Agora, diz o velejador, ele partirá, no verão europeu, para outra volta ao mundo por no mínimo três anos – desta vez com a atual esposa, Friederike Finkbeiner, e um novo barco, o Aracanga.
— Talvez viajemos para o Brasil. Não temos rota definida — diz.
Camila e Elkuri, que estuda biologia da Universidade Federal do Rio Grande (FURG) e também é apaixonado pelo mar e preocupado com o meio ambiente, ficaram empolgados com a possibilidade de encontrar o estrangeiro.
— Estamos na expectativa de que o encontro aconteça — confessa o rapaz.
Como uma garrafa jogada perto da África chega a Rio Grande?
Foram as correntes marítimas que levaram a garrafa jogada por Finkbeiner da Ilha de Santa Helena à Praia do Cassino. Elas são uma espécie de "rota" seguida por grandes fluxos de água, que se movimentam ao longo dos oceanos do planeta. Ao cair em uma delas, o objeto acaba sendo arrastado pela correnteza, assim como em uma esteira de aeroporto. Entre o Brasil e a África, no oceano Atlântico sul, há uma dessas "rotas" circulares – na nossa costa, é chamada de Corrente do Brasil e, na costa africana, de Corrente de Benguela.
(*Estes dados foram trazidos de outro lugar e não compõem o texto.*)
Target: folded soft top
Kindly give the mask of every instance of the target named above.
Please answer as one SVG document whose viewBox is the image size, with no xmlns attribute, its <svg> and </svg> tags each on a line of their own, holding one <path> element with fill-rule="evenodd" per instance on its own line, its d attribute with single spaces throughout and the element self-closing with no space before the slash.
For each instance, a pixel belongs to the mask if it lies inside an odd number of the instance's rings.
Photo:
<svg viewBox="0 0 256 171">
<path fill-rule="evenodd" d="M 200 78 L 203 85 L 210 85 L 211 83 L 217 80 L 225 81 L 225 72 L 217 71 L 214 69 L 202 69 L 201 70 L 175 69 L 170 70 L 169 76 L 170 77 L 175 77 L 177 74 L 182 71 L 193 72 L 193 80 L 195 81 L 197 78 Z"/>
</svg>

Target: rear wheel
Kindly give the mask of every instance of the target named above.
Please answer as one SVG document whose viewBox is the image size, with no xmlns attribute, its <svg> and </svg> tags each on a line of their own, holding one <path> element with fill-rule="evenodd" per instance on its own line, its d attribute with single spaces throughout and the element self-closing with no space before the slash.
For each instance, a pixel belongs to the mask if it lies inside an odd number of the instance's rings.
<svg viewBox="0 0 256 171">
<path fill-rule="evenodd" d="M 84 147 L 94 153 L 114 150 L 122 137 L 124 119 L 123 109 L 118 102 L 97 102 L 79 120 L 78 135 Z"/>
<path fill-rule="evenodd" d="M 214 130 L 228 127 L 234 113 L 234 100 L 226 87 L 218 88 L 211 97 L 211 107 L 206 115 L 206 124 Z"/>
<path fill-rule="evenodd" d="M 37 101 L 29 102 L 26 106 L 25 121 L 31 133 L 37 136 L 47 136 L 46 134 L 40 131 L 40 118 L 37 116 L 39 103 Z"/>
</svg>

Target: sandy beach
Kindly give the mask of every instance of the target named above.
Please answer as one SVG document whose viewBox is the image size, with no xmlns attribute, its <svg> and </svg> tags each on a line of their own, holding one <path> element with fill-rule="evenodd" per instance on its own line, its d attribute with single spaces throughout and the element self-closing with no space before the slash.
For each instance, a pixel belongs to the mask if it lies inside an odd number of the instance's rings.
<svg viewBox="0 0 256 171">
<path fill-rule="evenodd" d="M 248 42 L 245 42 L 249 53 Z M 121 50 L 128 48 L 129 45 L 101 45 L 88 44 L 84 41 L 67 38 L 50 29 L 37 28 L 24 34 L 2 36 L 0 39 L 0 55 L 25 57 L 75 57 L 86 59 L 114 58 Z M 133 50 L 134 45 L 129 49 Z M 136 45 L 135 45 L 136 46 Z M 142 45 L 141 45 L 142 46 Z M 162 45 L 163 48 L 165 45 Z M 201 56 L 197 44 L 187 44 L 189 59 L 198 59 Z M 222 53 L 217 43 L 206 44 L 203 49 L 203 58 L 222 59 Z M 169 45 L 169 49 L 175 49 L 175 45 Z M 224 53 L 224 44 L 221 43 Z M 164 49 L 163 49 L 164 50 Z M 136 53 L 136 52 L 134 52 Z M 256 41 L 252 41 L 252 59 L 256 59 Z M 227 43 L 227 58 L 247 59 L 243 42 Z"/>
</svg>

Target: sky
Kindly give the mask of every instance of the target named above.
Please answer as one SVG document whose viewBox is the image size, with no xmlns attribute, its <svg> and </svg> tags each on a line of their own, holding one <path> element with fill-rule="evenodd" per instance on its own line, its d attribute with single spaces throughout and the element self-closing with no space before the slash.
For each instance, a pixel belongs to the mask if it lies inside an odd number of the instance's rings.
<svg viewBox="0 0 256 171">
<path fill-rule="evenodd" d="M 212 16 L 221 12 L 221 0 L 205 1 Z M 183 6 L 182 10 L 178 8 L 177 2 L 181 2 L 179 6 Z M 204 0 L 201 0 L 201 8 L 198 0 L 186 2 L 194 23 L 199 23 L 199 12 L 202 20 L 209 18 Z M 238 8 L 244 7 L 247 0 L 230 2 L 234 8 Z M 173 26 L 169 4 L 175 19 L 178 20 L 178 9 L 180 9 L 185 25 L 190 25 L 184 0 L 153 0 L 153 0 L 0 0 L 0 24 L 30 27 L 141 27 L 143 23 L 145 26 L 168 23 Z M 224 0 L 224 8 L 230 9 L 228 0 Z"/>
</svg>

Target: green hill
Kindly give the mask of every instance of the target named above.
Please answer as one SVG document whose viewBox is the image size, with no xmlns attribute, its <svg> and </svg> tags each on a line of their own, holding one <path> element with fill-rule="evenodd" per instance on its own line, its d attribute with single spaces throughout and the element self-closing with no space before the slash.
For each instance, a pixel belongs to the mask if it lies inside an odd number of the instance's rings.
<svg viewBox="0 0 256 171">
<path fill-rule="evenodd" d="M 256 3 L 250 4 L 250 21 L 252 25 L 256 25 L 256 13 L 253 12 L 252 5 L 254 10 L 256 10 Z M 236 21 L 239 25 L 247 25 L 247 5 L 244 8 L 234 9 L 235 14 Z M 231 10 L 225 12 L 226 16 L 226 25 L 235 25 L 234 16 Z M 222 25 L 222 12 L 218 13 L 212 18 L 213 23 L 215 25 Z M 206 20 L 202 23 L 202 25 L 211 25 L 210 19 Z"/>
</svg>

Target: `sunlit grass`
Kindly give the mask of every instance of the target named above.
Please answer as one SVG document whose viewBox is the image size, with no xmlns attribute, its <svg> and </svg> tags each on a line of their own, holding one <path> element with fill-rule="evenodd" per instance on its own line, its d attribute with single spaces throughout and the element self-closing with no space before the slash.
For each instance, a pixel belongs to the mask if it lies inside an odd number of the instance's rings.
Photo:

Segundo Osmar Moller Jr., diretor do Instituto de Oceanografia da FURG, a garrafa poderia ter ido para o Hemisfério Norte se tivesse seguido a outra direção da bifurcação da Corrente Sul Equatorial, que circula na altura do litoral da Bahia, entre Brasil e África. Ele acrescenta que o trajeto entre a costa brasileira e africana leva cerca de dois anos, em uma velocidade média de 30 cm/s.
— Provavelmente, a garrafa fez mais de uma volta na corrente do Oceano Atlântico, já que foi achada na beira da praia após cinco anos. Esse lançamento de garrafas é quase tão antigo quanto a humanidade. Náufragos faziam isso para se comunicar. E a Universidade de São Paulo (USP) fez vários experimentos assim na década de 1970, para pesquisar mais sobre as correntes. Hoje, usamos boias monitoradas por satélite — diz o professor.